P.P.S. Busybodies—sometimes realtors, sometimes community associations, often meddlesome town councils—have enacted ordinances and laws across the country barring housewives from drying their laundry in the sun outside on clotheslines. Now lawmakers in some states are putting forward sunshine legislation to restore old-fashioned drying, as it has been done for thousands of years. Developers and the like find that the clotheslines are unsightly and detract from property value. Since drying in the sun cuts energy use, commonsense people think it’s a pretty good idea. There are all sorts of such harebrained schemes afoot at any one moment to obliterate our connection to the sun, to nature, and to the world. Project Laundry List hopes to make laundry lines and even cold water washing respectable. Mischievous sorts try to make us believe white is black, and black is white. They also cut down trees in front yards and turn up the air conditioning.

P.P.P.S. In picking a target in West Virginia, Oliver has lighted on one of the unhealthiest, most obese areas in the nation. We are reminded in this regard of Pekka Puska who started his health reforms in North Karelia, then one of Finland’s most blighted regions. Ultimately he extended his campaign to the whole of Finland, which has seen vast improvements in health. Should you wish to change the world, begin your crusade in places where things are most dire, because you will see dramatic results if you have embraced the right solutions. And the naysayers won’t mess about with you as much.

P.P.P.P.S. The arts and popular culture often can go places that ministers of state can never reach. One dramatic example was last year’s visit of the New York Philharmonic to the paranoid kingdom of North Korea. Blue jeans got to Russia before U.S. diplomacy. So the doings of Rubens and Oliver with paintings and food in other countries demonstrate how the world really changes. In this regard, it is regrettable that the Obama Administration has strayed away from the music and other popular devices that fueled the President’s election campaign and built his presence around the world.

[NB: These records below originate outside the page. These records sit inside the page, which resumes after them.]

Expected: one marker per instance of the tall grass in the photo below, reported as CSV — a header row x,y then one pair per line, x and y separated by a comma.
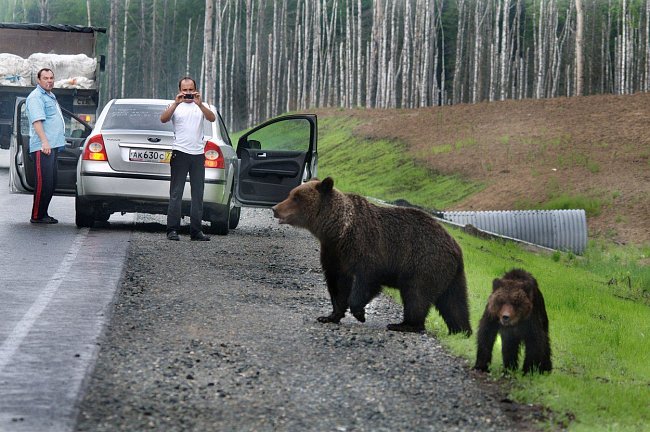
x,y
597,304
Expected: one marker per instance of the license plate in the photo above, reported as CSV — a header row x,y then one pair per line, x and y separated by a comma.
x,y
156,156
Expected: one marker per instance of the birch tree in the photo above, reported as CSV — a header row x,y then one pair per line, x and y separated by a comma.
x,y
579,48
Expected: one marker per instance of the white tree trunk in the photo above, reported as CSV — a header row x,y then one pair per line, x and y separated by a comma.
x,y
124,33
579,48
207,50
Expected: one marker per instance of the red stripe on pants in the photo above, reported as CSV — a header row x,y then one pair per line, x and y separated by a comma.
x,y
39,185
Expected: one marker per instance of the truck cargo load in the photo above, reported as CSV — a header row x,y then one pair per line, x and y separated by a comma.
x,y
69,51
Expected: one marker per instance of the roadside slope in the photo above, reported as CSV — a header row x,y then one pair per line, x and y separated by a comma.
x,y
593,150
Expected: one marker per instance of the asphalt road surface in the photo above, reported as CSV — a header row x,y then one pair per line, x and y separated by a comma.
x,y
57,284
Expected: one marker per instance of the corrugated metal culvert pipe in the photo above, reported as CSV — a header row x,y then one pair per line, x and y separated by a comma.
x,y
564,230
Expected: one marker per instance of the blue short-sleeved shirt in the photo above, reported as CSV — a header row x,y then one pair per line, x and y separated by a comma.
x,y
43,106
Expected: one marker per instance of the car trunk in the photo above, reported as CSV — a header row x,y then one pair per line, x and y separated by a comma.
x,y
145,152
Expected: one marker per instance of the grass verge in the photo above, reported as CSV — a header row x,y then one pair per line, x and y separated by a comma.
x,y
597,303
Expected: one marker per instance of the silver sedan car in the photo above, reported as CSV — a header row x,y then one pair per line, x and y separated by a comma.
x,y
122,165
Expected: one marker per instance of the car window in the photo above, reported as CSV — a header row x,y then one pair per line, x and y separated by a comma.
x,y
73,128
293,134
136,117
24,120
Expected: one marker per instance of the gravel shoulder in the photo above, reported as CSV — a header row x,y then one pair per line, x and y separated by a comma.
x,y
222,335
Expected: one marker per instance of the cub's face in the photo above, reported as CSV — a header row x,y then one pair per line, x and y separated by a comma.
x,y
509,303
300,207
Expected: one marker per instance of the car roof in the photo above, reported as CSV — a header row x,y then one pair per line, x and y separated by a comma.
x,y
146,101
143,101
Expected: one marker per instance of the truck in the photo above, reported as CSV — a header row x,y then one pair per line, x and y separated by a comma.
x,y
69,50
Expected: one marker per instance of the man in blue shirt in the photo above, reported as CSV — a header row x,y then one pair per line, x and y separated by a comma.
x,y
46,137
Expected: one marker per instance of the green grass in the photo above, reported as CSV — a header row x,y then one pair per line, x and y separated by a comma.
x,y
597,303
382,169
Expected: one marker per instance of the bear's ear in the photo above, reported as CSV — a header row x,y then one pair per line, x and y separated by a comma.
x,y
326,185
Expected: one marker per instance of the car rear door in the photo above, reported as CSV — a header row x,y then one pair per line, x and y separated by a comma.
x,y
275,157
21,163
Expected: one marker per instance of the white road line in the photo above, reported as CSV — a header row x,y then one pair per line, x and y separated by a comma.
x,y
16,337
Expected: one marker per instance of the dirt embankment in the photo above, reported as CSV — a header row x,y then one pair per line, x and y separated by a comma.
x,y
528,152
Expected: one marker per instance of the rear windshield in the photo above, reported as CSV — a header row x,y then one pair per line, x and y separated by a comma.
x,y
141,117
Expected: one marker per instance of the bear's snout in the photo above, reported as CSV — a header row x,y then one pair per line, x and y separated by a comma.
x,y
277,215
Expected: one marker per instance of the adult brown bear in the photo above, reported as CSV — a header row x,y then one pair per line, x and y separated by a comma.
x,y
516,311
365,246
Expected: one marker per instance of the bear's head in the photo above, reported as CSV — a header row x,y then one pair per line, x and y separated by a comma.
x,y
303,204
510,301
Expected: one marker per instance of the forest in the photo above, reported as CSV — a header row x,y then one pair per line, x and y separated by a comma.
x,y
255,59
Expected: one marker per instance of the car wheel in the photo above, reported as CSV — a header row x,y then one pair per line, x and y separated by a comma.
x,y
83,214
235,214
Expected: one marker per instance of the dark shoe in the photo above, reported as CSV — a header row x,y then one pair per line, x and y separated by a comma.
x,y
46,219
200,237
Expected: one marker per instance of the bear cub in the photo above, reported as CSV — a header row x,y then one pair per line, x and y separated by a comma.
x,y
516,311
365,246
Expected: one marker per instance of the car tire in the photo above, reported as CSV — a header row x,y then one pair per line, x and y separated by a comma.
x,y
235,214
84,214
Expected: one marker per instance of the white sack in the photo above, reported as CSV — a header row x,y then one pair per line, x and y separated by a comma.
x,y
64,66
14,70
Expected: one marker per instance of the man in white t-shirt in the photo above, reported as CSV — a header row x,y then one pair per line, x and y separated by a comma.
x,y
187,113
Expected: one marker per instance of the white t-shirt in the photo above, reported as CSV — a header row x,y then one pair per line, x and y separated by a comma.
x,y
188,128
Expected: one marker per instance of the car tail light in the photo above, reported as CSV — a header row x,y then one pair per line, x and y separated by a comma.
x,y
95,149
213,155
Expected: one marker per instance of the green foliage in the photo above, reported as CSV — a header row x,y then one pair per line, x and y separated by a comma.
x,y
383,168
597,303
601,372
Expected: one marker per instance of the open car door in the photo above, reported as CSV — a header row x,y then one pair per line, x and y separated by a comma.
x,y
275,157
21,165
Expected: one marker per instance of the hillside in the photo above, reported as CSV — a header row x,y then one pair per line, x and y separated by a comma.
x,y
591,152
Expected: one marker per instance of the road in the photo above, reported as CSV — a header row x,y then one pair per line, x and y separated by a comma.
x,y
56,289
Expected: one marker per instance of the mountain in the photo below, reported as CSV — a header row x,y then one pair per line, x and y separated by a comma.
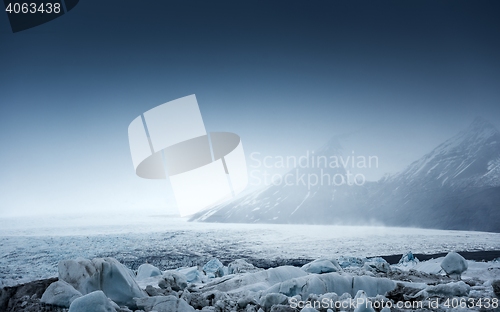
x,y
455,186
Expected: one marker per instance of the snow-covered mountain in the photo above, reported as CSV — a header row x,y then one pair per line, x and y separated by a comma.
x,y
455,186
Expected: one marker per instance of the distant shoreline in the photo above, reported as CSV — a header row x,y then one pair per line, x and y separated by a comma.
x,y
487,255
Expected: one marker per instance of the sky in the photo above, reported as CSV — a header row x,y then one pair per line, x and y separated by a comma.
x,y
392,78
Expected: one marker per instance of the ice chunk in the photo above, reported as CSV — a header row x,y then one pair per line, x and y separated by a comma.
x,y
175,280
345,262
362,303
454,264
60,294
164,304
214,268
241,266
147,270
95,301
267,301
454,289
332,282
255,281
193,274
320,266
377,265
106,274
408,259
81,274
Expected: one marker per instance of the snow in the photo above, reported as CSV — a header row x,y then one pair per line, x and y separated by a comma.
x,y
214,268
146,270
173,280
241,266
106,274
176,243
164,304
321,266
60,294
95,301
454,264
303,201
453,289
332,282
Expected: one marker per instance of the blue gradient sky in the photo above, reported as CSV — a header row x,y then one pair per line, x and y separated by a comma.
x,y
399,77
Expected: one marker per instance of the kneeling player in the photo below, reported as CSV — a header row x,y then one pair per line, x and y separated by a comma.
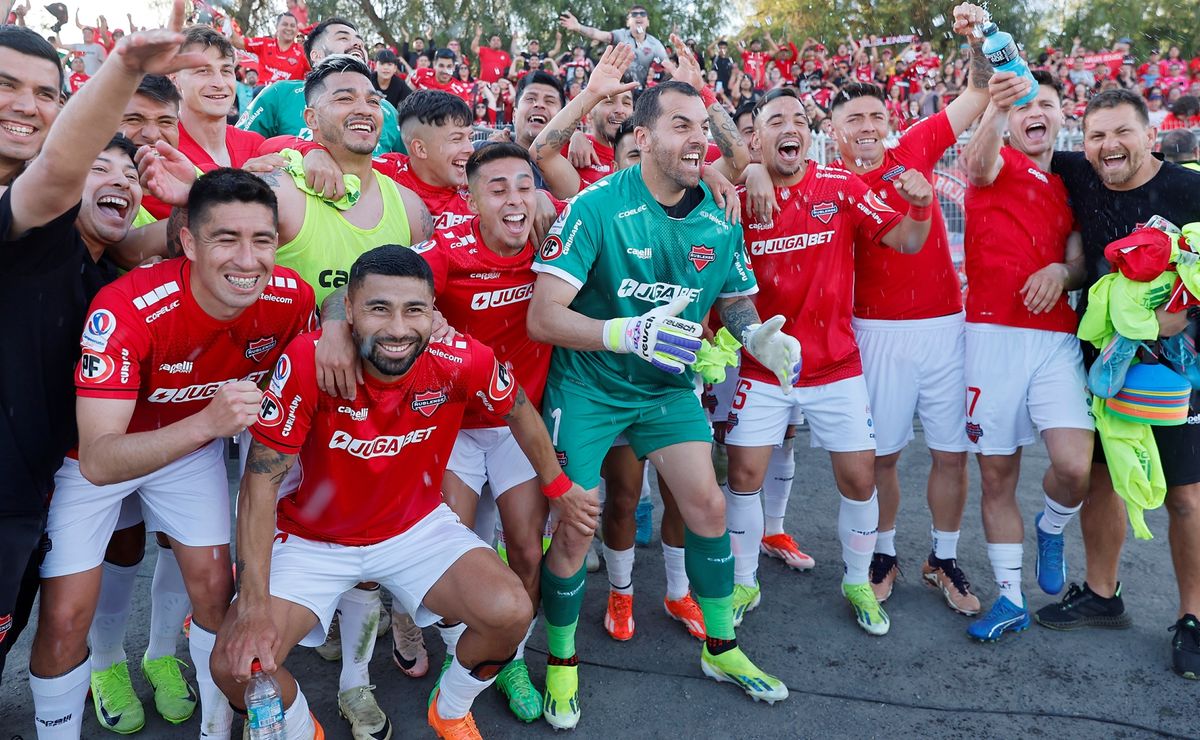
x,y
804,263
346,523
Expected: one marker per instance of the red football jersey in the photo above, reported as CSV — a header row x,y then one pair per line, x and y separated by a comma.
x,y
595,172
275,64
1015,227
922,286
427,79
804,260
372,467
486,296
148,338
243,145
493,64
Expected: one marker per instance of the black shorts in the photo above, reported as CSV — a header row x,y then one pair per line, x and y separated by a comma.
x,y
22,548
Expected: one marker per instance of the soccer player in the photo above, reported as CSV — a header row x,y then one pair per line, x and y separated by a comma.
x,y
208,92
280,108
909,317
483,280
1024,367
803,262
399,431
1115,185
280,56
153,414
630,254
442,77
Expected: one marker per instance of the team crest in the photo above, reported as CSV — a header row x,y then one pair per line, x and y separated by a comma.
x,y
701,257
426,402
257,348
825,211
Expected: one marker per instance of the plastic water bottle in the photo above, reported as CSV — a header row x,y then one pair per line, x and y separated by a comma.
x,y
1001,52
264,705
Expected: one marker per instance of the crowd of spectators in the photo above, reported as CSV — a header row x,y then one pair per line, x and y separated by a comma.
x,y
485,71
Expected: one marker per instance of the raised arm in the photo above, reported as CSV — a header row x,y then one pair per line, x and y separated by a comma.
x,y
569,22
54,180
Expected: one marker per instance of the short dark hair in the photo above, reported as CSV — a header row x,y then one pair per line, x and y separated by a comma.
x,y
126,146
857,90
1179,145
390,260
433,108
1048,80
648,107
540,77
315,82
159,88
310,41
493,151
207,37
1115,98
228,185
25,41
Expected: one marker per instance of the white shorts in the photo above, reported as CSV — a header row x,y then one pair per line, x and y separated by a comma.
x,y
315,575
839,414
187,499
1020,379
490,456
915,367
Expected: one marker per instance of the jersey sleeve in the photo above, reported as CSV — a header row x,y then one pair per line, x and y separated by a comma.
x,y
871,216
291,399
115,344
571,246
492,384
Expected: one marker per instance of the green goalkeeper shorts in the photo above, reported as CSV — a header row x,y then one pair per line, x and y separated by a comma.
x,y
583,428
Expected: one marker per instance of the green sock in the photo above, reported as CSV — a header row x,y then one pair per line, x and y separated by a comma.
x,y
561,601
709,565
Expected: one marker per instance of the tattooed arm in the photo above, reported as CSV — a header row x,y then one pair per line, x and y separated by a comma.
x,y
546,150
265,470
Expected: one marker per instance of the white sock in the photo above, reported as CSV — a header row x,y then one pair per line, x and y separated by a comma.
x,y
857,523
59,702
450,635
777,488
946,543
743,518
107,632
1055,516
1006,566
619,564
886,542
677,573
520,653
457,691
298,719
358,618
169,605
216,716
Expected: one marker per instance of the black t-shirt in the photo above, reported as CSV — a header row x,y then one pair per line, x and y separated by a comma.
x,y
51,281
1104,215
396,91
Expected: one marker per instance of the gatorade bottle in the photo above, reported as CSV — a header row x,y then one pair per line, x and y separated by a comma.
x,y
1001,52
264,705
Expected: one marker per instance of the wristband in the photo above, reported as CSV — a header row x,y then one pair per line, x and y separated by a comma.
x,y
557,487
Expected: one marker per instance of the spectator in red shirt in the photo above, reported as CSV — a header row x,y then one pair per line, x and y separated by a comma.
x,y
280,56
493,60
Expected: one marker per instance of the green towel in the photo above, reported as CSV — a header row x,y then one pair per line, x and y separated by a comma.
x,y
295,168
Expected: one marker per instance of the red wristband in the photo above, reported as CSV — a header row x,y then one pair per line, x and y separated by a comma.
x,y
557,487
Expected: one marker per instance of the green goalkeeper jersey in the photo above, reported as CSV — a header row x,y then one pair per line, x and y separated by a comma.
x,y
625,256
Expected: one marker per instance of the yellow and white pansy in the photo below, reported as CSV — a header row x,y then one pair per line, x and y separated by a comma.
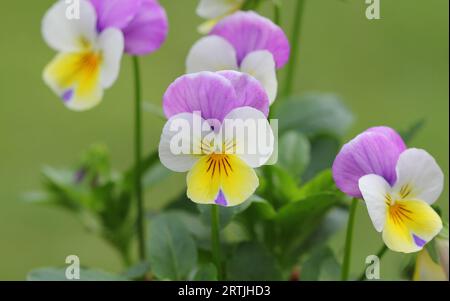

P.P.P.P.P.S. All the usual pundits echoed the Brooks-Marcus point of view. It’s worrisome, but our national press definitely has a herd mentality. Needless to say, none of them inspires us the way William Buckley did at Yale, when people could not wait to get their copies of the Yale Daily News. It’s an oddity: there are not many good conservative columnists or journalists, but the best are very good. In the present day, Christopher Hitchens comes to mind.

P.P.P.P.P.P.S. Futurists, by and large, drink a lot of kool aid and are charter members of the chipper cherry crowd. In general, the protocols in that industry call for them to tell us that steak, ale, and manna will be descending from heaven in the days ahead.